Closed durbin-164 closed 5 months ago
Hi @durbin-164
Yes, we used off-the-shelf object detectors like MVDeTr and YOLO in our experiments. Our ReST model is designed as a tracker and needs detection as input first. You can both use ground-truth detection or detection from other masterpiece detectors.
Hi @chengche6230
Thanks for your quick reply. So, I need to first make a JSON file with any object detection model and then run the ReST tracker, right?
Is it possible to track in real-time, such as detect frame by frame and also track frame by frame not the whole video at a time?
Also, I tried to train the Wildtrack model. After separate training SG and TG, I got two models and used them for the test but I could not achieve good results. But your pre-train model works perfectly for the test. What could be the possible problem that I missed, could you help me?
For my trained model, I get this type of evaluation results which is not working at all. IDF1 IDP IDR Rcll Prcn GT MT PT ML FP FN IDs FM MOTA MOTP IDt IDa IDm 0 1.4% 1.4% 1.4% 100.0% 100.0% 9 9 0 0 0 0 612 0 1.4% 0.000 0 612 0 1 1.4% 1.4% 1.4% 100.0% 100.0% 8 8 0 0 0 0 544 0 1.4% 0.000 0 544 0 OVERALL 1.4% 1.4% 1.4% 100.0% 100.0% 17 17 0 0 0 0 1156 0 1.4% 0.000 0 1156 0
Hi,
Yes, use the detection as input for the tracker. In our work, we focus on the data association part rather than designing an end-to-end model.
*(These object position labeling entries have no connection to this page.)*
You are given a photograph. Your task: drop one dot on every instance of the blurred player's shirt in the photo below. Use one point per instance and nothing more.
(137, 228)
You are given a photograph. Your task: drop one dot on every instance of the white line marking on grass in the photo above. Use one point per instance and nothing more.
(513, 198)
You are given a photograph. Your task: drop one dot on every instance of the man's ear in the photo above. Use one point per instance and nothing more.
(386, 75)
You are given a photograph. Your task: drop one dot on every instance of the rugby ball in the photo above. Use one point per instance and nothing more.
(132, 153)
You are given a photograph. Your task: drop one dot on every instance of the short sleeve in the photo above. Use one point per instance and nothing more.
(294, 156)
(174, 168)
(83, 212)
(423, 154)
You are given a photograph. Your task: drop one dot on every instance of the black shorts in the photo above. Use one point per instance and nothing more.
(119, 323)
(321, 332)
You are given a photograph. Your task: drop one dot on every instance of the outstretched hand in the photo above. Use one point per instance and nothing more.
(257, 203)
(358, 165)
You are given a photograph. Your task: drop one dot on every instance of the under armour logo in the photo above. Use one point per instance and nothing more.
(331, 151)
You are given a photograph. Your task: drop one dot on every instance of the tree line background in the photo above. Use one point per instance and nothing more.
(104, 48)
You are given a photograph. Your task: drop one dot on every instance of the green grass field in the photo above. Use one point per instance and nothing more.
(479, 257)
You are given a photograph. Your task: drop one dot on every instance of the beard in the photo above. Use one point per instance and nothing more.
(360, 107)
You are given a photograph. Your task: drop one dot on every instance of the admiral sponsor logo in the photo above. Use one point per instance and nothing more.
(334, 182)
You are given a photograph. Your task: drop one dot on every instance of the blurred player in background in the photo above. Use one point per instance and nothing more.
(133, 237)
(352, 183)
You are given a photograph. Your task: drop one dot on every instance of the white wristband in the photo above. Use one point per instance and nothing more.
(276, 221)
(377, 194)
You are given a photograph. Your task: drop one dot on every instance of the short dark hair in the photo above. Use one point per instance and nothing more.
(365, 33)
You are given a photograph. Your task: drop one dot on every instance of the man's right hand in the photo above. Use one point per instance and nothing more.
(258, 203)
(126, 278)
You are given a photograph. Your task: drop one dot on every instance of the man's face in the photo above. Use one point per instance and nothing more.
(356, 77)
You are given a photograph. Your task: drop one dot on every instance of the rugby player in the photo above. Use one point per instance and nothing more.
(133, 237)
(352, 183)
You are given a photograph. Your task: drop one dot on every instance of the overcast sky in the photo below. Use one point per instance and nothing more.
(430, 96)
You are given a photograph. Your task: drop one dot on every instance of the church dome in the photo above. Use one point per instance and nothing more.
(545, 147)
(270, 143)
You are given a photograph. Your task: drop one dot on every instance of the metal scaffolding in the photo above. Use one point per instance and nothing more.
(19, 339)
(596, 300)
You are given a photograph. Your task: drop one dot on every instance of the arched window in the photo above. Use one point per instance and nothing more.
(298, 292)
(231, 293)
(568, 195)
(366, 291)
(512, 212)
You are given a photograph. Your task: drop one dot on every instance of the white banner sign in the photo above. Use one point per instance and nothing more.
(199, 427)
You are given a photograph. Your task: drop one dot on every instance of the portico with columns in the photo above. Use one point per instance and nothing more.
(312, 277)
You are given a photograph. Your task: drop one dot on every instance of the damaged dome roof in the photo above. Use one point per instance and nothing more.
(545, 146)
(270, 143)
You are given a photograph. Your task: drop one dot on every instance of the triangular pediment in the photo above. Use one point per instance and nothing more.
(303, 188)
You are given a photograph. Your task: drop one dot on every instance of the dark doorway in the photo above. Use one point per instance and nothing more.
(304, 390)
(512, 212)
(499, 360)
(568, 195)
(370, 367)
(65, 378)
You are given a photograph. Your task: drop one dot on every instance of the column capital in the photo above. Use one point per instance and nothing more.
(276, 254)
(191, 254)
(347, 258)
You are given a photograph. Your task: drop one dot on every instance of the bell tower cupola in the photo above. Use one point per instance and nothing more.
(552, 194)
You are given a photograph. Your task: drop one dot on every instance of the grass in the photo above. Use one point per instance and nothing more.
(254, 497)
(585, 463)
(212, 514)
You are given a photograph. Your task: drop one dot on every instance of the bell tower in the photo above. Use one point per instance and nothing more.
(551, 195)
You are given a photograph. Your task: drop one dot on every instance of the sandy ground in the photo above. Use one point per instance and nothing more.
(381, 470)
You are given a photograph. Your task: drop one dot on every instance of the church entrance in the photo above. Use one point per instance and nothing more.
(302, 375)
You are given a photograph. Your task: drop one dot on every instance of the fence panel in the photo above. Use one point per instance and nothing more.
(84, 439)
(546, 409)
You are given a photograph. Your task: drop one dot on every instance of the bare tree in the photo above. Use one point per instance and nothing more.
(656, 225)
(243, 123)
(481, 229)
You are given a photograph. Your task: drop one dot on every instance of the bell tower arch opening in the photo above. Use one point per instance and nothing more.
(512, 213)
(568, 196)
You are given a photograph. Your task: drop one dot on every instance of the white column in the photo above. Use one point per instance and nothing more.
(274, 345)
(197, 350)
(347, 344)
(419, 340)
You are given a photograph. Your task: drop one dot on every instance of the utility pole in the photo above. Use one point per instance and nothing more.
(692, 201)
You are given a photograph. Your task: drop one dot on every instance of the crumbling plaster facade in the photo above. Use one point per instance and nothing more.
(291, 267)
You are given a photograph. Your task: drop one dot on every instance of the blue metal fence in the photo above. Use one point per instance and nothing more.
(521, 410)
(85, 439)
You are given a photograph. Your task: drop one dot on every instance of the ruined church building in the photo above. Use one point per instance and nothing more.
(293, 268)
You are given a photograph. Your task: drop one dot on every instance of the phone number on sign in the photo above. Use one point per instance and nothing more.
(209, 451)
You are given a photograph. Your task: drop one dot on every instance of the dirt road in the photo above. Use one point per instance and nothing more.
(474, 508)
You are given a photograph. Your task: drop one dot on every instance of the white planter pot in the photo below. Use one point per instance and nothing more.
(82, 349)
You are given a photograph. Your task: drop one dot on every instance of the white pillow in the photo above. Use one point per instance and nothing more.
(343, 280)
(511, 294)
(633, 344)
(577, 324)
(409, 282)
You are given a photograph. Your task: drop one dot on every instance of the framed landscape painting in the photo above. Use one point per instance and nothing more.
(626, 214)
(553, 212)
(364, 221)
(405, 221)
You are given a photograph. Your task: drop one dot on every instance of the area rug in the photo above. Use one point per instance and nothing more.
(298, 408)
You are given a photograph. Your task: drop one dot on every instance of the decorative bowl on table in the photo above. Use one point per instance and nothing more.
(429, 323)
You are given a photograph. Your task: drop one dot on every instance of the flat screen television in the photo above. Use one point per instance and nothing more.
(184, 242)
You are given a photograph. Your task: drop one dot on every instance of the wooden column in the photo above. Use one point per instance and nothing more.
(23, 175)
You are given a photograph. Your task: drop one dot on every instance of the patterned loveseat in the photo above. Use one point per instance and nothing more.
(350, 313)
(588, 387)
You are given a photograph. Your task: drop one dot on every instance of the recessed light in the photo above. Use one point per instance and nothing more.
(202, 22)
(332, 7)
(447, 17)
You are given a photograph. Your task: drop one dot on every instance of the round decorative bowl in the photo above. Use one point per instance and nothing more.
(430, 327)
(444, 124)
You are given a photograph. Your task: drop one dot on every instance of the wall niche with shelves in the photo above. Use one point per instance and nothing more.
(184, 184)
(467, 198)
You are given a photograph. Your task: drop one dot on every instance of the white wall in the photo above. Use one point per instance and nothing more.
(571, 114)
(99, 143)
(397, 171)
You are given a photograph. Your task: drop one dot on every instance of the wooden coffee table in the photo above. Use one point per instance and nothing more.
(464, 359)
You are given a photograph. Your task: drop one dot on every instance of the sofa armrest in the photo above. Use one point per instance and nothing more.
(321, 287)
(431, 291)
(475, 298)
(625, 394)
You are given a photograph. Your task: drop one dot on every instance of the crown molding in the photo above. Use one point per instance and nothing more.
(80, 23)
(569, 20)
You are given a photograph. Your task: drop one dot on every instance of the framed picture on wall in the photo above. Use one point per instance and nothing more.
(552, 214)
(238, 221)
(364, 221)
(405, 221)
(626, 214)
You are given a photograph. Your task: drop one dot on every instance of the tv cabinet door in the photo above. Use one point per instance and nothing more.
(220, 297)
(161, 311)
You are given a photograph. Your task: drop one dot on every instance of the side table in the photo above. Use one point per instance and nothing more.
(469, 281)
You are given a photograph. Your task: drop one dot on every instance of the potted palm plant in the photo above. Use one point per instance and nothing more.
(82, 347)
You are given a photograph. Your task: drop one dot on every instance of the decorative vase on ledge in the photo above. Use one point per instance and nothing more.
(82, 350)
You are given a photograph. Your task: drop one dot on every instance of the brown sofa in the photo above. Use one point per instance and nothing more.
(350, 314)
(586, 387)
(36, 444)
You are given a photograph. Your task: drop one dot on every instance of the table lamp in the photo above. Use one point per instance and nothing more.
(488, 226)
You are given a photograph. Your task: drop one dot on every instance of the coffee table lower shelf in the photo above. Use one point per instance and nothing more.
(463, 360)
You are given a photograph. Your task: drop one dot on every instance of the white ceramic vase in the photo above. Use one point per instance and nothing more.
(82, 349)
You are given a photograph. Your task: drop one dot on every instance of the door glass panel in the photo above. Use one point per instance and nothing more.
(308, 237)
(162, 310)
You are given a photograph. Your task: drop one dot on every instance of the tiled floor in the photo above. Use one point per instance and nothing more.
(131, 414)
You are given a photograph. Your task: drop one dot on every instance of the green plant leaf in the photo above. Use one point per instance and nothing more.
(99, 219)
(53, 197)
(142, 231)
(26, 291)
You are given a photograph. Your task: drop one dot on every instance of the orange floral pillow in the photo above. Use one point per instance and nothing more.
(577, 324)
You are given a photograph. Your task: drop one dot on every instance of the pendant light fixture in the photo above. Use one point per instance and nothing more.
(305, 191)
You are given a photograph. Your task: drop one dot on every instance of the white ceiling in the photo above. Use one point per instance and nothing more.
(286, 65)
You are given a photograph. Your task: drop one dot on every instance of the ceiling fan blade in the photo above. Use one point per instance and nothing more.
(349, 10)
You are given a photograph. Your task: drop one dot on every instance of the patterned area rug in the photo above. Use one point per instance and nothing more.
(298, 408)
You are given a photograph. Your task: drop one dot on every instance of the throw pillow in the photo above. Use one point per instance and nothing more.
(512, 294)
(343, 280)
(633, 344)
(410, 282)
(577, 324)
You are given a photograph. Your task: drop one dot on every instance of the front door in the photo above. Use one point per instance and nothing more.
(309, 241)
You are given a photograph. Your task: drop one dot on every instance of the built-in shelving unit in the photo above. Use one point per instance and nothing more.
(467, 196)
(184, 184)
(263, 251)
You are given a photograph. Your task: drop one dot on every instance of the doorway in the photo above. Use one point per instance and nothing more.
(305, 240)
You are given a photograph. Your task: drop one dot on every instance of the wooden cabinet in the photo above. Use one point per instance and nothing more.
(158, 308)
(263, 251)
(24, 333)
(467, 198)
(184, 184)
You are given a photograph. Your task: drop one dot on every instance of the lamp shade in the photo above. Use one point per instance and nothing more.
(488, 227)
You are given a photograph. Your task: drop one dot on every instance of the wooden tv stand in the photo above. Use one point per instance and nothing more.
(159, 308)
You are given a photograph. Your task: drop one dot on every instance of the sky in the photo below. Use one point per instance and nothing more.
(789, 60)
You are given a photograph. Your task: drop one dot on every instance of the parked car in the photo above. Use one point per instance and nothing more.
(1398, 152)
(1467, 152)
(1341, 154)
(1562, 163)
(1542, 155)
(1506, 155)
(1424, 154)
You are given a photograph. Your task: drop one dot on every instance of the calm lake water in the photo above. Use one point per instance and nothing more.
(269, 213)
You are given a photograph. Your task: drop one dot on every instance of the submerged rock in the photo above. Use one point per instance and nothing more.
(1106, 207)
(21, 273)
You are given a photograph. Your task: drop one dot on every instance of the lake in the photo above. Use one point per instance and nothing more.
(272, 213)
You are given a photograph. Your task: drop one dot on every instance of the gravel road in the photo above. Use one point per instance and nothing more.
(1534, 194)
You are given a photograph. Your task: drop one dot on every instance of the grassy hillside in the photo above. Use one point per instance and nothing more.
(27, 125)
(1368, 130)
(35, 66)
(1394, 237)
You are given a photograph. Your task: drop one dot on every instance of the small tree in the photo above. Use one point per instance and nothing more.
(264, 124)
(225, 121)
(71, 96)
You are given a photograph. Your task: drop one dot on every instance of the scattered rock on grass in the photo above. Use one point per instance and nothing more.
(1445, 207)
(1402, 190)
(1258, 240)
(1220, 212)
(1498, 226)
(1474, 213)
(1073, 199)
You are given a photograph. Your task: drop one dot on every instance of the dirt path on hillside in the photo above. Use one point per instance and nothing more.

It would be great if you could follow up on our research and create a graph-based end-to-end tracker.
As for the training issue, maybe you can try to do the data augmentation, i.e. generate more diverse graphs for both SG & TG. Take TG as an example, combine more frames and different combinations of cameras during training.
Thanks a lot for helping me.
Hi @chengche6230
I have found in the paper you use MVDeTr for inference. Could you please give some examples of how can I use ReST for inference in which video have no ground truth?
Thanks for helping.